ORDINANCE REGULATING THE SANITARY CONDITION OF HOTELS AND BOARDING-HOUSES [Revised 1870]

 

  • “Hereafter, any proprietor of any hotel or boarding-house kept in this city, and capable of accommodating more than seventy-five boarders or lodgers, shall keep a cart well covered and so constructed as to be capable of carrying off all the slops and offals from said hotels, as well as the sewerage from their water-closets and privies, without emitting any offensive odors”

 

  • “It shall be the duty of the proprietor of every such hotel or boarding-house to cause all such slops, offals and sewerage from their respective establishments to be removed in a cart...and emptied into the Mississippi river at the nuisance wharves of the city, every night, between the hours of 11 o'clock p. m. and 3 o'clock A. M.”
     

  • “Failure to do so every night, as above ordained, each and every proprietor so offending shall be liable to pay a fine of one hundred dollars, for the use of the city”

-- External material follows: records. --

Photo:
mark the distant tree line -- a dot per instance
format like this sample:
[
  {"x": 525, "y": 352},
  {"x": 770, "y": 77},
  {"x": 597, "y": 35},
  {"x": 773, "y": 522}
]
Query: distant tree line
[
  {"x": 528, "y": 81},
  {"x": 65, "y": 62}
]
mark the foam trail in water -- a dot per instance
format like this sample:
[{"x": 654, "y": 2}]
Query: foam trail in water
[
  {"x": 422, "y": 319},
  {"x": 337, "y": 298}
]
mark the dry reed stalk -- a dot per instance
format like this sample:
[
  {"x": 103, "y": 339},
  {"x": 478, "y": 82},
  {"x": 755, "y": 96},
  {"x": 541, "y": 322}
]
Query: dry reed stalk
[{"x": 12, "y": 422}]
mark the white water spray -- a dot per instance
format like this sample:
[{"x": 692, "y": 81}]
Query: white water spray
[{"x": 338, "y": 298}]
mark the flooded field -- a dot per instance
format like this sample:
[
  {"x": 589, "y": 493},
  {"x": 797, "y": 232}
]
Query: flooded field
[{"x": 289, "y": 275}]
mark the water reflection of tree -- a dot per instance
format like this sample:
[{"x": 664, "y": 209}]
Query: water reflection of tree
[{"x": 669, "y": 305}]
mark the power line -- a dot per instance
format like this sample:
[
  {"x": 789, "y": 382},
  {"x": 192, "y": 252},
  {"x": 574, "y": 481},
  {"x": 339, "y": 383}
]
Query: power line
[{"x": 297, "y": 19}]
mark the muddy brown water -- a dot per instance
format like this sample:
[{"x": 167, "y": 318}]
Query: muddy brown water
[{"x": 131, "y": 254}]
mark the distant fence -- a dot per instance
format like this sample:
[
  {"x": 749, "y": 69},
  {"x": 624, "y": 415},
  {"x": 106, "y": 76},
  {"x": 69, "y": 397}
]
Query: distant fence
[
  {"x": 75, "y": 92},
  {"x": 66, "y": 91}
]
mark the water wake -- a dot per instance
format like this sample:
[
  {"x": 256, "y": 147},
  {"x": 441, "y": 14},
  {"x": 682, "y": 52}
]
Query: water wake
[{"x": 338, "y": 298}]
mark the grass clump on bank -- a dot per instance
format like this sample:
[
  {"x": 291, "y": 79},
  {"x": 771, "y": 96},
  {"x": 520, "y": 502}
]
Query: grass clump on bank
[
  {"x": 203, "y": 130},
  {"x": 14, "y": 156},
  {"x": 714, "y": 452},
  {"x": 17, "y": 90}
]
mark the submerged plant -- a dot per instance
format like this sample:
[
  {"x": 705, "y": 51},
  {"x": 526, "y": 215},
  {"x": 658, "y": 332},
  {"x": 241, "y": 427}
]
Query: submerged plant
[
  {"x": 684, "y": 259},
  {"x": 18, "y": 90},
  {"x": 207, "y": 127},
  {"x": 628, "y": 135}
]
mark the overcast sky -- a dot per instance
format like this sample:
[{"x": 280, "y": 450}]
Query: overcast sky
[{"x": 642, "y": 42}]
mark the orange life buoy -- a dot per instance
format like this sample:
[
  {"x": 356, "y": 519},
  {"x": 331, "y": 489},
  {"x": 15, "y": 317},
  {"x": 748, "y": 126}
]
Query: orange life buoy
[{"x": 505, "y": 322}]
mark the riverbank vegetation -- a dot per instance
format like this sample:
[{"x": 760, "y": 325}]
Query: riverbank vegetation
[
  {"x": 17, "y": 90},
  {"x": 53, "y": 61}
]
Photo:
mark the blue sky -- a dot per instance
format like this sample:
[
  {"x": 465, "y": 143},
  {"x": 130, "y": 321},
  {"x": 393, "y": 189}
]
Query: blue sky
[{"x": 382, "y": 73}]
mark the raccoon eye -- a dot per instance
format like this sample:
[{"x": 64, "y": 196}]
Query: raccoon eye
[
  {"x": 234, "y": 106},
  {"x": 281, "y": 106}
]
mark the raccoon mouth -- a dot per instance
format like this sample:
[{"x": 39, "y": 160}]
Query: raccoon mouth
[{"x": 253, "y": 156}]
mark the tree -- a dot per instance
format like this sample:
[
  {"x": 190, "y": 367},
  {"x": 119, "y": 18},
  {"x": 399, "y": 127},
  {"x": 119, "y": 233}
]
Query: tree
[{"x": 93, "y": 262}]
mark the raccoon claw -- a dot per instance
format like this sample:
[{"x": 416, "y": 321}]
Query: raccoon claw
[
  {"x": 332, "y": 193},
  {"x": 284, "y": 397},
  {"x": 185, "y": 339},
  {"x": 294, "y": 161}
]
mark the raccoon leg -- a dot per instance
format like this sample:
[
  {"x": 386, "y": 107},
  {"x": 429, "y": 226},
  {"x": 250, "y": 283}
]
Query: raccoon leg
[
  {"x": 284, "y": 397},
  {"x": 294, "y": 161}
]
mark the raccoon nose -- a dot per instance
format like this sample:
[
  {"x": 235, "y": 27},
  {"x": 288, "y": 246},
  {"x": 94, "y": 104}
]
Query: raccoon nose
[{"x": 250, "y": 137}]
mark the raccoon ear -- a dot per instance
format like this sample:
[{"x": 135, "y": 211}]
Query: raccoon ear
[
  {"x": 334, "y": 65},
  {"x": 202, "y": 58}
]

Sources: Louisiana., Jones, Joseph. (1880). Acts of the Legislature of Louisiana Establishing and Regulating Quarantine for the Protection of the State also, rules and regulations of the Board of Health of the state of Louisiana, and health ordinances of the city of New Orleans : collected and classified in accordance with resolution of the Board of Health of the state of Louisiana, September 2, 1880 . New Orleans : Rivers, stationer and printer

Louisiana., Louisiana. Board of Health., Atlanta convention of the South Atlantic and Gulf states New Orleans, L. (1899). The sanitary code. New Orleans: L. Graham & Son, ltd.